Selain itu, Sugianto juga mengungkapkan bahwa pihaknya menolak rujukan kepada Permen ATR/BPN No.19 Tahun 2021, karena menilai
Peraturan tersebut tidak berlaku surut. Mereka berpegang pada Perpres No.65 Tahun 2006 sebagai dasar hukum pembangunan yang sudah berlangsung sejak tahun 2010.
“Kita tahu bahwa yang namanya hukum, aturan hukum itu tidak bisa berlaku surut atau nonreaktif. Tidak bisa aturan 2021 mau dibayar diselesaikan proyek tahun 2010,” tambahnya.
Meski demikian, ia mengapresiasi respon positif dari pemerintah yang mulai menunjukkan itikad baik untuk menyelesaikan persoalan tersebut.
“Jadi terserah pemerintah, mau dibayarkan satu kali atau dua kali di perubahan baru atau di APBD murni, tergantung mekanisme mereka. Itu bukan ranah kami, kami prinsipnya menunggu kapan dibayar saja,” pungkasnya.
Sementara itu, Kepala Bagian (Kabag) Pemerintahan Setkab Kutim,Trisno menyatakan kesiapannya menyelesaikan sengketa ini.
Dalam rapat koordinasi yang digelar usai aksi, Pemkab Kutim memutuskan untuk membentuk tim fasilitasi yang akan ditetapkan melalui Keputusan Bupati dalam waktu maksimal 3 hari.
“Kami minta masyarakat menyerahkan dokumen penguasaan lahan paling lambat 14 hari ke Dinas Pertanahan,”
ujar Trisno.
Setelah dokumen diterima dan dinyatakan lengkap, ia menyebut tim akan melakukan proses identifikasi, inventarisasi subjek dan objek, serta pengukuran di lapangan dalam waktu maksimal 14 hari.

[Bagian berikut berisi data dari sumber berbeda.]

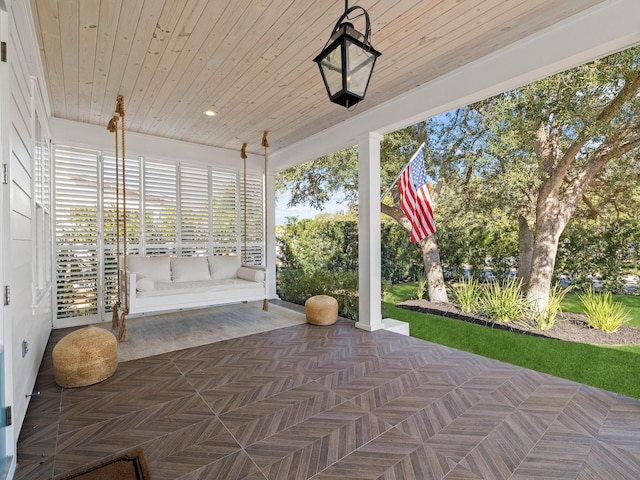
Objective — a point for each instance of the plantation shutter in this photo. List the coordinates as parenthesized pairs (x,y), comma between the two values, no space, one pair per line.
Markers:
(172,208)
(194,210)
(160,208)
(76,184)
(109,219)
(225,233)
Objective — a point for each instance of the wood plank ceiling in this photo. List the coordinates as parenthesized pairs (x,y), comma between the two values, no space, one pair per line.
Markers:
(251,61)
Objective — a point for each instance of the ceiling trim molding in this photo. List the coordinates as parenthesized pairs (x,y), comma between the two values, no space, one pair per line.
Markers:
(85,135)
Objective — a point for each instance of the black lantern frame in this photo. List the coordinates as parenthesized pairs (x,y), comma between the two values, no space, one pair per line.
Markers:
(347,60)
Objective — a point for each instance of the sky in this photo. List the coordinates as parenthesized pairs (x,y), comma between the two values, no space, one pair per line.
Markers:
(335,205)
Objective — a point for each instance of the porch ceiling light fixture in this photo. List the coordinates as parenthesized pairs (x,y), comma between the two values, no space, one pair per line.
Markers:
(347,60)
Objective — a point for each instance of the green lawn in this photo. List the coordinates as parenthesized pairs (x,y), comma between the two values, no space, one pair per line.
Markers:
(616,369)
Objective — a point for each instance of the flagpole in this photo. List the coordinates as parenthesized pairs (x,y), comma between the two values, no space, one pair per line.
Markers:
(404,168)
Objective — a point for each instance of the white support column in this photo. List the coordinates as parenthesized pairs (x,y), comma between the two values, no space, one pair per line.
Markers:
(270,254)
(369,275)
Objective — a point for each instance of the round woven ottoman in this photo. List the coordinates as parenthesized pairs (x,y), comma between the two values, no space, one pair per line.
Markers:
(321,310)
(84,357)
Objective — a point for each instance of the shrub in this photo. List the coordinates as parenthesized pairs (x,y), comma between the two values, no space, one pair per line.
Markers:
(602,312)
(467,295)
(504,302)
(296,286)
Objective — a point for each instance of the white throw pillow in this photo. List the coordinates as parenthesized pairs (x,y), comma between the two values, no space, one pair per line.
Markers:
(190,269)
(224,266)
(156,268)
(251,274)
(145,284)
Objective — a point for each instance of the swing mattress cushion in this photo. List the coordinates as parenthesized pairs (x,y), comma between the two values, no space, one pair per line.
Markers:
(168,283)
(201,286)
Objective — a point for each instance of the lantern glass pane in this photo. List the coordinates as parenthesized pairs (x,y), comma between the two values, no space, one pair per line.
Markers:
(359,66)
(331,66)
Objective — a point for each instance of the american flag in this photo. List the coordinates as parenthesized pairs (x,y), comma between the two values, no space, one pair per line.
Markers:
(416,201)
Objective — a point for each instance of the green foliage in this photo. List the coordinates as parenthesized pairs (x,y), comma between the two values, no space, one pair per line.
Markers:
(421,286)
(325,243)
(602,247)
(602,312)
(330,242)
(572,303)
(503,301)
(296,286)
(467,295)
(401,259)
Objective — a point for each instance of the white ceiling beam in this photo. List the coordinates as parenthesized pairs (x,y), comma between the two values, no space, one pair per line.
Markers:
(604,29)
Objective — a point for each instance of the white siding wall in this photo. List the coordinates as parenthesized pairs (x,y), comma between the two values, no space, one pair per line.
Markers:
(28,318)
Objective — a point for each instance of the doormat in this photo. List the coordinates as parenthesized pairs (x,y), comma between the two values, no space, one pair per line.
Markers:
(131,465)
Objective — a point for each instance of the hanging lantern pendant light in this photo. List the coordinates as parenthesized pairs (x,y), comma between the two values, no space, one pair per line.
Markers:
(347,60)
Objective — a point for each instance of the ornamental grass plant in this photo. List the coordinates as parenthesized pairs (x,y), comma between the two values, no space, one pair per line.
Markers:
(504,302)
(467,295)
(602,312)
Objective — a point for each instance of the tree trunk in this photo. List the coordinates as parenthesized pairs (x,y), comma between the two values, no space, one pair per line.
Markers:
(525,250)
(430,256)
(551,218)
(433,270)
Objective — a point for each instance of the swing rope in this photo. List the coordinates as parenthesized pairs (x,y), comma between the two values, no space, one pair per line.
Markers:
(265,144)
(113,128)
(243,154)
(122,325)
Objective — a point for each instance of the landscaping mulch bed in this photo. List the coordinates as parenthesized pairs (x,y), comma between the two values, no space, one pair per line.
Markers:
(569,326)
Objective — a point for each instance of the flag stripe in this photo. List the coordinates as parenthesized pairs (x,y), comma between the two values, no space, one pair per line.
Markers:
(415,198)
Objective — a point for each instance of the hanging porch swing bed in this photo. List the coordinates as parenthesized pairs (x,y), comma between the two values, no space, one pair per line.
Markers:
(148,284)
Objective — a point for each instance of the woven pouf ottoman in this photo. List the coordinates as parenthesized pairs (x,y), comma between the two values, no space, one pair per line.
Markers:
(84,357)
(321,310)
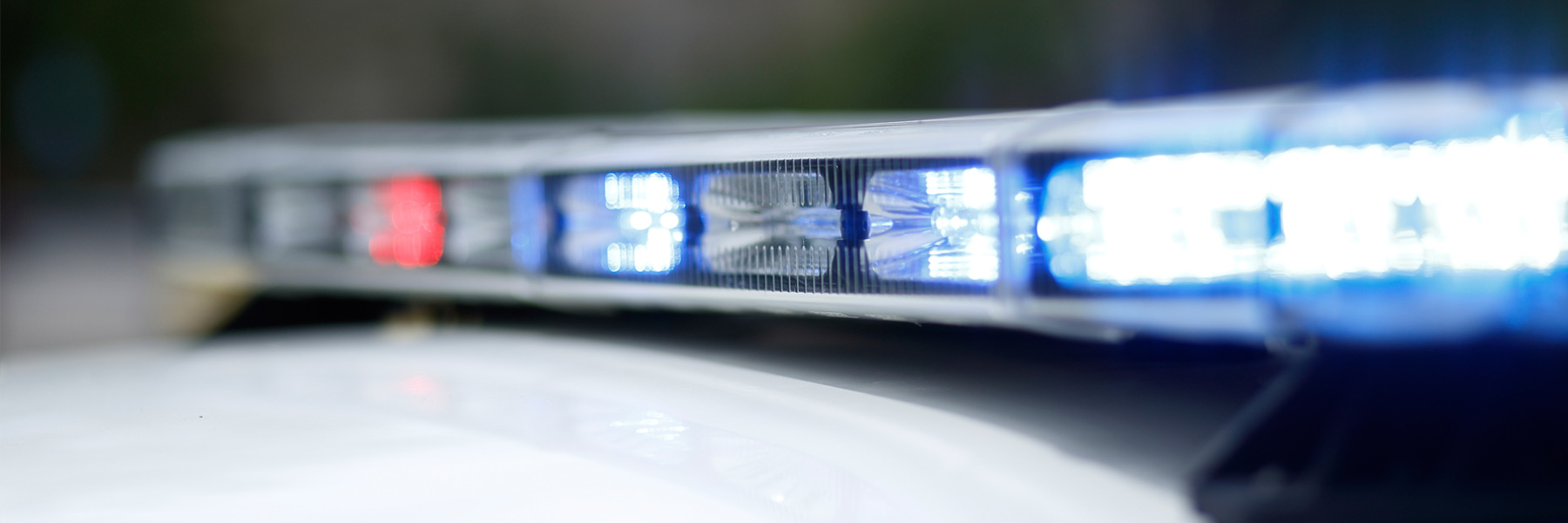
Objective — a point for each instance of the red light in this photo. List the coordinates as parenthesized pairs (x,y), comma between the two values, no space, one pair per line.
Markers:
(416,221)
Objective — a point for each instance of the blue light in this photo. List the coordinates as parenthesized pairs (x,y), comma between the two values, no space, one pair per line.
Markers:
(1487,205)
(623,221)
(531,223)
(768,223)
(933,225)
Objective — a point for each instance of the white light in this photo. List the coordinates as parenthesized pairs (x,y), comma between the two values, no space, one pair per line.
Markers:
(933,225)
(623,221)
(1344,211)
(768,223)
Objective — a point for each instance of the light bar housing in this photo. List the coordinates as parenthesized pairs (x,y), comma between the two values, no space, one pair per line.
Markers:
(1419,213)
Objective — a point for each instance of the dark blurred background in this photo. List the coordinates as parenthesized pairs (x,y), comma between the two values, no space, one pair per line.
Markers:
(90,84)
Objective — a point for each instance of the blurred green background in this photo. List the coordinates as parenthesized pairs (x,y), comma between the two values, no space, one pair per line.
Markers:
(90,84)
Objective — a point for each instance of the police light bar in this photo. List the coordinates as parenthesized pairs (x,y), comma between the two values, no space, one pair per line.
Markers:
(1415,213)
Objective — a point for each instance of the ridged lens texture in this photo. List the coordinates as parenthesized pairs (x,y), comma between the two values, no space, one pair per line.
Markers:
(768,223)
(1335,213)
(933,225)
(478,223)
(623,223)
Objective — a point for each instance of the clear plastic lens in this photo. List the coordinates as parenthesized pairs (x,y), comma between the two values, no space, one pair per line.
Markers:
(1466,205)
(933,225)
(623,221)
(768,223)
(478,221)
(297,221)
(531,221)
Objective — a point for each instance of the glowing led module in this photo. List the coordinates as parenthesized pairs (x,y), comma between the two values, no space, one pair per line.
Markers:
(623,223)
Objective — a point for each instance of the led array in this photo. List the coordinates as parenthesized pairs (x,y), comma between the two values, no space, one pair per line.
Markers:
(933,225)
(768,223)
(623,221)
(1340,211)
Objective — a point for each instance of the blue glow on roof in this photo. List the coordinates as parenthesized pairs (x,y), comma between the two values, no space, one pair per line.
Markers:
(1333,213)
(933,225)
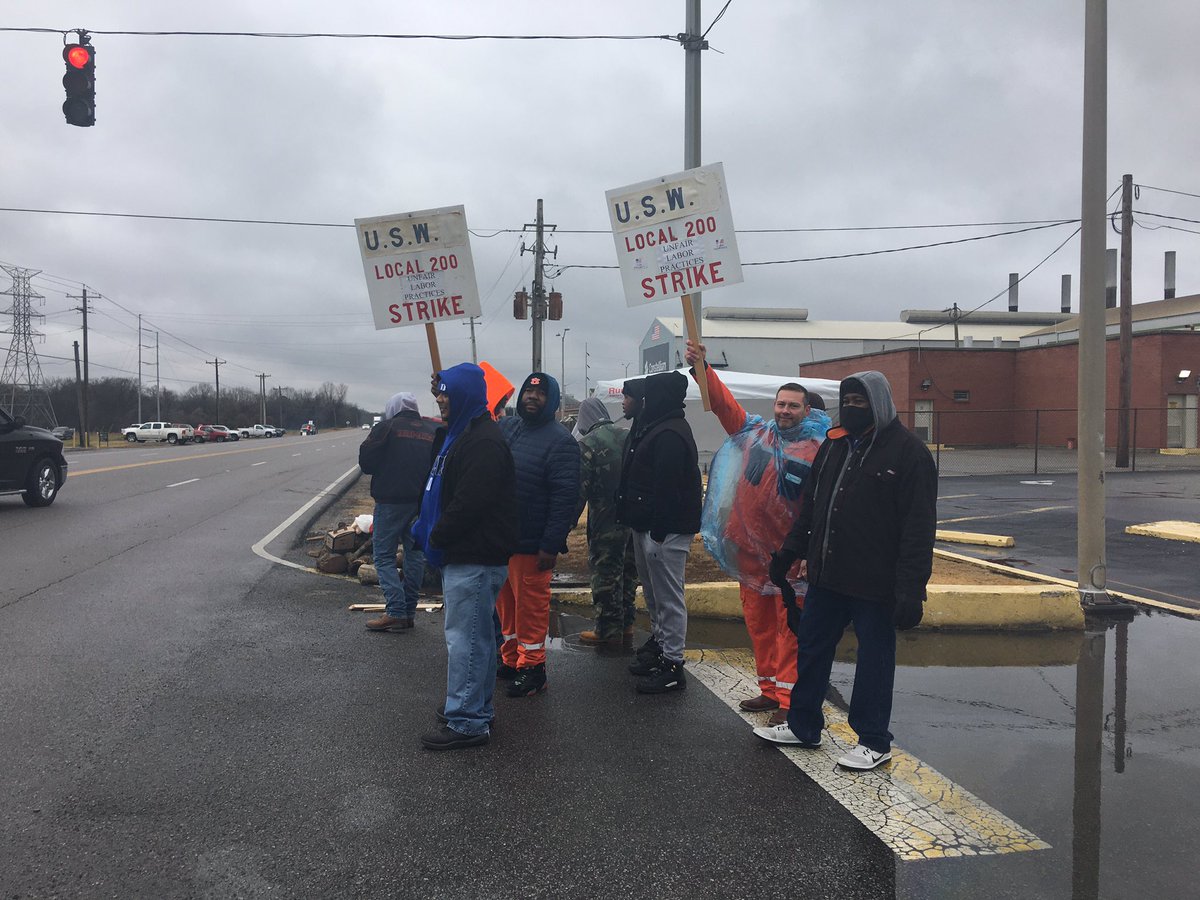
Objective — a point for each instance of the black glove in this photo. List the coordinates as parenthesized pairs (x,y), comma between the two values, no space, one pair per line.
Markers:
(757,461)
(781,563)
(909,612)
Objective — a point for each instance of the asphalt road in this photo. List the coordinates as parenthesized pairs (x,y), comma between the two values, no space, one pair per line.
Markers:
(183,718)
(1041,514)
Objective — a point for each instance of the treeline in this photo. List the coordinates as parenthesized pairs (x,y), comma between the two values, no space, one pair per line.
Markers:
(113,405)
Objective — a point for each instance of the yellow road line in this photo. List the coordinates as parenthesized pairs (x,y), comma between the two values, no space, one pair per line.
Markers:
(911,807)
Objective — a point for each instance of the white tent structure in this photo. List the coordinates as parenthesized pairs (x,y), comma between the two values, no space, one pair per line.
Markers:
(756,393)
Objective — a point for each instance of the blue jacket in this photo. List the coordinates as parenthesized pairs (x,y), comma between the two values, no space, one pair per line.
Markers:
(547,463)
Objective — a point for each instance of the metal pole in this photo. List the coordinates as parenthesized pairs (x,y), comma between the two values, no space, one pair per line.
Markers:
(1090,538)
(539,292)
(693,47)
(1125,390)
(1037,437)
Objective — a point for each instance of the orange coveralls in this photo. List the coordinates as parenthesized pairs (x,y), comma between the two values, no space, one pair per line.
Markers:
(756,522)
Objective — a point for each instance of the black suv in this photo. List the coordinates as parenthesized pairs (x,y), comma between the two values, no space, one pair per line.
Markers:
(31,462)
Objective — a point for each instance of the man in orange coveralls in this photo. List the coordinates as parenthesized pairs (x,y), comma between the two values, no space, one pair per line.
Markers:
(754,487)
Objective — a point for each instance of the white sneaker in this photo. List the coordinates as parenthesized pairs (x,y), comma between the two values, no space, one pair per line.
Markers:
(783,735)
(863,757)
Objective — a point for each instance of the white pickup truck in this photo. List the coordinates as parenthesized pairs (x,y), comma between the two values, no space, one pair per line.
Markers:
(160,432)
(257,431)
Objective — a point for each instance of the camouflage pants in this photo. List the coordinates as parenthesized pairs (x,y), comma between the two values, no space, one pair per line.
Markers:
(613,582)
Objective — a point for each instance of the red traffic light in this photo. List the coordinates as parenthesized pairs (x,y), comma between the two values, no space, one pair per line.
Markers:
(77,55)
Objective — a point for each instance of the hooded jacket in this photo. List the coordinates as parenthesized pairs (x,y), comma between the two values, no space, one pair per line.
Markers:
(499,389)
(547,465)
(660,487)
(399,451)
(468,511)
(869,507)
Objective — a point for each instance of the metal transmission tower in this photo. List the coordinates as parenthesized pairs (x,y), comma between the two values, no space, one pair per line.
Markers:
(22,383)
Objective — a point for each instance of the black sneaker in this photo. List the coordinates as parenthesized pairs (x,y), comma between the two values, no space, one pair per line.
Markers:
(649,651)
(528,682)
(646,666)
(447,738)
(667,677)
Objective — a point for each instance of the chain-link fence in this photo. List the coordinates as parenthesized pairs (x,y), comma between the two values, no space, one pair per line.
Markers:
(969,442)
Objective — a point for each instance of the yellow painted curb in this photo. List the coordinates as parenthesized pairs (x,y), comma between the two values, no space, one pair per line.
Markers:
(1017,607)
(983,540)
(1169,531)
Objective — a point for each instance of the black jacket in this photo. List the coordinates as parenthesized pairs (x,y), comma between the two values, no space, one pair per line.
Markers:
(660,487)
(478,525)
(869,514)
(397,455)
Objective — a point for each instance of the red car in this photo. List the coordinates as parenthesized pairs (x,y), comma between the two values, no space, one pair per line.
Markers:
(214,433)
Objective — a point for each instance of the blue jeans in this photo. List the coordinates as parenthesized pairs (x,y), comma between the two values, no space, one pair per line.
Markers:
(393,528)
(822,623)
(469,594)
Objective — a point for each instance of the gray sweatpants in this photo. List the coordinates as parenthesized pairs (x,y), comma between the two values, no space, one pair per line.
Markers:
(660,567)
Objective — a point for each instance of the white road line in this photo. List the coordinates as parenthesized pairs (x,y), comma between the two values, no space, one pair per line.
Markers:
(261,547)
(912,808)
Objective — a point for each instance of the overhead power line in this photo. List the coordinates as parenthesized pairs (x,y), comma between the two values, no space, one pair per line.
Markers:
(378,36)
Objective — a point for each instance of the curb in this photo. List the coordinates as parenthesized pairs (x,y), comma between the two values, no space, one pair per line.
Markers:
(1168,531)
(963,607)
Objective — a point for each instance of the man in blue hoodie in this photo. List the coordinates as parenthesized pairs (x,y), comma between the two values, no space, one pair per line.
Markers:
(547,466)
(468,527)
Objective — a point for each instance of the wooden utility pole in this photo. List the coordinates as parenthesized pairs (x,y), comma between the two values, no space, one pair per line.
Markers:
(1125,390)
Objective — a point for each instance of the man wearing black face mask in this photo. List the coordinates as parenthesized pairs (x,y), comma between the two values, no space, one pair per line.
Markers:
(864,538)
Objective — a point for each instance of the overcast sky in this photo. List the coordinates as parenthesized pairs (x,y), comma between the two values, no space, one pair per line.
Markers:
(825,114)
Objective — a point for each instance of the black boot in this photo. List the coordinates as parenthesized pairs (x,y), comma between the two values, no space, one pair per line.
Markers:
(666,677)
(649,651)
(528,682)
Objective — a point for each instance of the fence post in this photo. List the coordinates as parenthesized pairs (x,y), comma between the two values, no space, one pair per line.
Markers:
(937,439)
(1037,437)
(1133,460)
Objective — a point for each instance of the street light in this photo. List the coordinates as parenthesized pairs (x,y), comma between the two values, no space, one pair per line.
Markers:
(562,383)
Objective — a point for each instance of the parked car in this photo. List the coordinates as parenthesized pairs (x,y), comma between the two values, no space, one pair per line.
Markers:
(159,431)
(31,462)
(214,435)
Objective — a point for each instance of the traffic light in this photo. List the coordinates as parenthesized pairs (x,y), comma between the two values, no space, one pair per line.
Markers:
(79,82)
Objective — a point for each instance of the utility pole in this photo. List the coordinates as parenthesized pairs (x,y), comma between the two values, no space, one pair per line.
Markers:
(262,396)
(83,384)
(563,359)
(693,45)
(139,367)
(474,354)
(157,381)
(83,441)
(1125,390)
(1091,564)
(216,367)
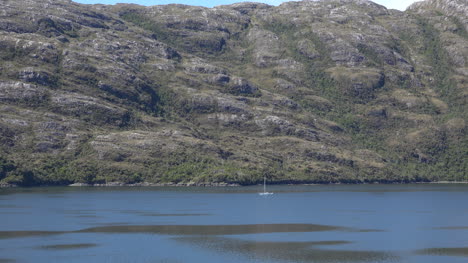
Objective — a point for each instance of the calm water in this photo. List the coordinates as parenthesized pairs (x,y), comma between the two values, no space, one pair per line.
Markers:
(340,223)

“Laporan hasil kajian dan arahan Bupati nantinya akan menjadi dasar rapat fasilitasi lanjutan, untuk mengambil keputusan final terkait penyelesaian ganti rugi,” ungkapnya.
Dengan dibentuknya tim fasilitas dan keterlibatan langsung pemerintah dalam menyelesaikan permasalahan ini, para petani berharap proses administrasi dapat segera dituntaskan.